If you’ve ever lost your phone only to find it shortly after, you probably used an app tracker to help you find it. While that’s amazing technology in itself, it only answers the immediate question of where you lost your phone. Now imagine it could also tell you why and how you lost your phone in the first place to avoid losing it again.
GPS and other tracking software have become commonplace in many transportation organizations to help establish timelines and pinpoint where assets are located. The only problem is that it lacks context to better understand why situations are arising and how to better plan for them in the future. For transportation planners, it is crucial to go beyond just the ‘where’ and ‘when’ of traffic to dive deeper into the ‘why’ and ‘how’ for a more holistic view of local and regional road usage.
Standard methods miss the mark
Traditional transportation data capture processes like mail-in surveys tried to address the lack of detailed trip context necessary, but low response rates kept these surveys from being truly impactful. As technologies evolved, automated vehicle detection systems were put in place to capture more traffic data but somewhere along the way, the granular context behind the metrics they produced was lost. This made it extremely difficult to understand any external factors for road usage or to spot patterns and traffic anomalies. However, it has become increasingly necessary to dive deeper as the key to more informed transportation planning decisions lies in the context.
Consider how in the past departments of transportation prioritized roadways for heavy-duty trucks when it came to moving freight. Now as we’ve seen post-Covid, the landscape for commercial transport and last mile delivery has changed so dramatically that not all vehicles used in moving goods are heavy-duty. Building out transport infrastructure is an extremely costly and time-sensitive exercise, and without the knowledge that a significant percentage of commercial transport is now made up of lighter-duty vehicles, planners might have continued focusing on prioritizing roadways for heavy-duty transport to and from their port. It is this kind of context and deeper insight into transportation behavior and patterns that will better shape infrastructure planning in the future.

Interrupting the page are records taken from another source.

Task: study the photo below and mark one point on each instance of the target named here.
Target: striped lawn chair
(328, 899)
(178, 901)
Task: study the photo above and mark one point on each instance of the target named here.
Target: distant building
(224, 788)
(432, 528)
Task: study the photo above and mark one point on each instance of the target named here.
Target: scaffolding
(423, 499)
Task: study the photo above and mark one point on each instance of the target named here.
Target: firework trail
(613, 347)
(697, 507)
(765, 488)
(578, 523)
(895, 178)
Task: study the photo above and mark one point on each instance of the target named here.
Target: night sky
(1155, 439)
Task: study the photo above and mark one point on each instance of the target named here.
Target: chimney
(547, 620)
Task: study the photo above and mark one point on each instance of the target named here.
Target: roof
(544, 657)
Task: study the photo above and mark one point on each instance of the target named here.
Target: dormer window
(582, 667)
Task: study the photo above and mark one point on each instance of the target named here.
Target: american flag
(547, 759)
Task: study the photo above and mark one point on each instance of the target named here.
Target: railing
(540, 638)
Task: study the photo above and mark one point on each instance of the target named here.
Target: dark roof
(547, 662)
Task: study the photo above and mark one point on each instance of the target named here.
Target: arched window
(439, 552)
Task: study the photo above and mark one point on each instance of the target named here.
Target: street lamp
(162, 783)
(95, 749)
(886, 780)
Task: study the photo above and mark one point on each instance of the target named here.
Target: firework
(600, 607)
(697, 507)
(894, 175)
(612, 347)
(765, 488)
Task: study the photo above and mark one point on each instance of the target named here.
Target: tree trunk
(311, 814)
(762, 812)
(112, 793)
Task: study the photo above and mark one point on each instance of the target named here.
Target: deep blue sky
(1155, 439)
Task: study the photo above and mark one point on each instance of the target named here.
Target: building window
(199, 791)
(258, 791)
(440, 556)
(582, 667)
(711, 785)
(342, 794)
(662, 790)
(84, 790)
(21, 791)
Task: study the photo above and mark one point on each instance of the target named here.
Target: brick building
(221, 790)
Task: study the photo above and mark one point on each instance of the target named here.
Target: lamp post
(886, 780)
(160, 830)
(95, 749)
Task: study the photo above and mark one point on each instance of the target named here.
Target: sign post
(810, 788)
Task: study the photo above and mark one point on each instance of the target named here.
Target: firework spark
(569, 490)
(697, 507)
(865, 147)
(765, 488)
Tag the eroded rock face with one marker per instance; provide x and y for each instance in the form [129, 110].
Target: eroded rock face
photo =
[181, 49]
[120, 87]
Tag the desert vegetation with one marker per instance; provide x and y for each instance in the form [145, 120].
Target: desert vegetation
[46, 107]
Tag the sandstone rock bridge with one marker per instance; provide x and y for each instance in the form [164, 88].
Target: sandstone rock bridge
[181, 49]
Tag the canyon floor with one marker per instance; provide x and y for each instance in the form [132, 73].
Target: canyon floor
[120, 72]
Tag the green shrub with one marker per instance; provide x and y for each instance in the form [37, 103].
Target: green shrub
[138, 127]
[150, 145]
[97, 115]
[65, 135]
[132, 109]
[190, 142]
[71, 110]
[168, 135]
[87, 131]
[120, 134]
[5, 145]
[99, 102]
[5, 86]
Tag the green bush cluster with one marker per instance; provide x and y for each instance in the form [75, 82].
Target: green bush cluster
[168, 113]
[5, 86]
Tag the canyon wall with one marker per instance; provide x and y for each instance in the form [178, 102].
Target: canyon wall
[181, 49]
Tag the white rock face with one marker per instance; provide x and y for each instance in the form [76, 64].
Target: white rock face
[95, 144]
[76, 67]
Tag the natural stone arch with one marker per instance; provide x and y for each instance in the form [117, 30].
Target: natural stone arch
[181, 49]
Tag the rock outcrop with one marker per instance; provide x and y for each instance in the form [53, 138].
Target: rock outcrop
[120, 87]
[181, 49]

Transportation data deep-dive
Knowing exactly what kind of freight, the purpose of the freight and how it moves and interacts within a city is the biggest challenge facing most transportation planners. These insights are a crucial component to completing the full transportation story of a region. Gaining visibility into the types of industries on the road is perhaps the first step into realizing how road networks are being used by different classes of vehicles. Understanding which industries are the largest contributors to road volume can help with incentive programs for certain key industries.
In addition to industry, connecting vocation context to this scenario would be a real game-changer and allow transportation planners to understand the purpose of those vehicles’ trips. Perhaps there’s a heavy-duty vehicle traveling from hub to hub with truckloads of merchandise or it could be a light-duty vehicle taking goods from the hub to the doorstep of a consumer. Although these vehicles are both in the retail industry, their purpose for using the road network will be completely different.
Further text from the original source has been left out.